Art from local painters Dianne and Andrew Blake hangs on the walls, with each lodge functioning as a gallery. Guests can, and often do, take the pieces home as a souvenir. They’ve thought of everything. Stead and Suine are smart, passionate people with great taste, and Kittawa is an expression of that.

Kittawa Lodge owners Aaron and Nick with son Abraham.
SUPPLIED
Kittawa Lodge owners Aaron and Nick with son Abraham.

If it’s in the details, though, luxury is also in the sense of space. Kittawa consists of two one-bedroom lodges, each tucked away and hidden from the others, giving a sense of total privacy. A wallaby might hop along for a snack outside your bathroom window while you’re in the tub, but otherwise, it’s easy to feel like you have the island to yourself. Suine and Stead live on the 96-acre (39-hectare) property with their six-year-old son, Abraham, but once you’re inside, you’d never know they were there.

Until Suine taps on the door with the first course of dinner, that is. Self-taught and influenced by his Italian nonna, the former corporate lawyer is a bit of a genius in the kitchen, using seasonal local produce, meat and fish to tell a story.

He’s cooking us a four-course meal to welcome us to the island, starting with a beetroot carpaccio and homemade gnocchi and finishing with balsamic strawberries with ice cream. It was all sensational. Not just restaurant level, but a restaurant you’d go back to for your next birthday. Those strawberries will be remembered for some time. Divine.

Naracoopa Jetty on King Island.
KRAMER PHOTOGRAPHY
Naracoopa Jetty on King Island.

This private service is an optional extra, but any stay at Kittawa is fully catered, with breakfast and dinner ready for you to prepare and a packed picnic lunch for each day of your stay. The mini bar is also not exactly standard: expect well-chosen Tasmanian wines, actually good bottled negronis, and premium spirits in bottles big enough to share.

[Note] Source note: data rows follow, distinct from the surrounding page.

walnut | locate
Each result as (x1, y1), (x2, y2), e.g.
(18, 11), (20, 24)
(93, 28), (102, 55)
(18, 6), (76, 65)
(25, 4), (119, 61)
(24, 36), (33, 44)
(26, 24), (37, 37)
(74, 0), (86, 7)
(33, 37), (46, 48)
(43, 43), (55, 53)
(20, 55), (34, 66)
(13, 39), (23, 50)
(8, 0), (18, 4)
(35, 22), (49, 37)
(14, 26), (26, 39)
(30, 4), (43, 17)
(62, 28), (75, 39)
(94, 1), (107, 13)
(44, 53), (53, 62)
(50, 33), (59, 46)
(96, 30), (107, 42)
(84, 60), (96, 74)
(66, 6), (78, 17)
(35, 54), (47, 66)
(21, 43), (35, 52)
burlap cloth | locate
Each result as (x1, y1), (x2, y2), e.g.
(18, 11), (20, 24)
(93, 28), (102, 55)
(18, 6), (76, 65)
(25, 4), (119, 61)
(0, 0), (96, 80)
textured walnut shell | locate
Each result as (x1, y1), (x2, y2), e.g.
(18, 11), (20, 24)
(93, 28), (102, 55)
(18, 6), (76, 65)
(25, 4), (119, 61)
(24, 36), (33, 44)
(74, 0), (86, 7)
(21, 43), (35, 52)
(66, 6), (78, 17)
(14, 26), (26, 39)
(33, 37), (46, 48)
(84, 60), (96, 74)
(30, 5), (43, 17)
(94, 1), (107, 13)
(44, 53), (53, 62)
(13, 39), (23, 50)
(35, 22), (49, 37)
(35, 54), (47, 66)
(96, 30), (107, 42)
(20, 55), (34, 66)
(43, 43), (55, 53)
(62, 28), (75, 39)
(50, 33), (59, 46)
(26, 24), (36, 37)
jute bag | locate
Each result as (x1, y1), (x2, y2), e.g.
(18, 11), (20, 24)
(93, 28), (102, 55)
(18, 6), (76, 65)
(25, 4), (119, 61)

You could be forgiven for just staying put, especially with 800 metres of private coastline to wander down, but the rest of King Island is more than worth your time.

Head south to see the Calcified Forest and the Seal Rock lookout, then east for a stroll up the Naracoopa Wharf. In the main township of Currie, you’ll find a lighthouse and maritime museum (open a few hours a week), as well as a bakery selling camembert and crayfish pies.

The inappropriately named Disappointment Bay on King Island.
KRAMER PHOTOGRAPHY
The inappropriately named Disappointment Bay on King Island.

The camembert comes from the King Island Dairy, just north of Currie and a must-visit for anyone who is passionate about a cheeseboard. Have a complimentary tasting and then nab a few wedges of your favourites for pre-dinner snacking for the rest of your stay.

Head further north and you’ll wind up at Cape Wickham, home to a wonderful demonstration of Tasmania’s Roaring Forties winds, and the tallest lighthouse in the southern hemisphere. Built from granite in 1845 and 48 metres tall, it was extremely necessary. Shipwrecks surround King Island on all sides.

Just east of there sits Disappointment Bay, a postcard white sand beach that stands in contrast to the rugged, unforgiving coast of the south-west of the island. East again is Martha Lavinia, a legendary surf beach and the explanation for the several surfboards we spotted at baggage claim.

Between Currie and Naracoopa is the King Island Brewhouse, opened in July last year by locals Sarah and Corey Brazendale. The pair met on a season in Antarctica – she was there as part of her marine biology studies, he was a mechanic – and after a few years, settled on the island.

The brewery sits next to her parents’ farm, and the older of their two boys goes to school with Abraham, whose dads run Kittawa. Everyone knows everyone around here.

After we’ve enjoyed a tasting paddle of the brewhouse’s six beers, and chatted a little with Sarah’s mum as she gardens, Corey comes home with some shopping. Despite Covid restrictions, they’ve been busy since opening, and he’s optimistic.

“It feels like King Island is on the cusp of something,” he says. “It’s already a destination, but it could really be something.”

He’s right. Go now while it’s still this blissfully quiet and you can have it to yourself.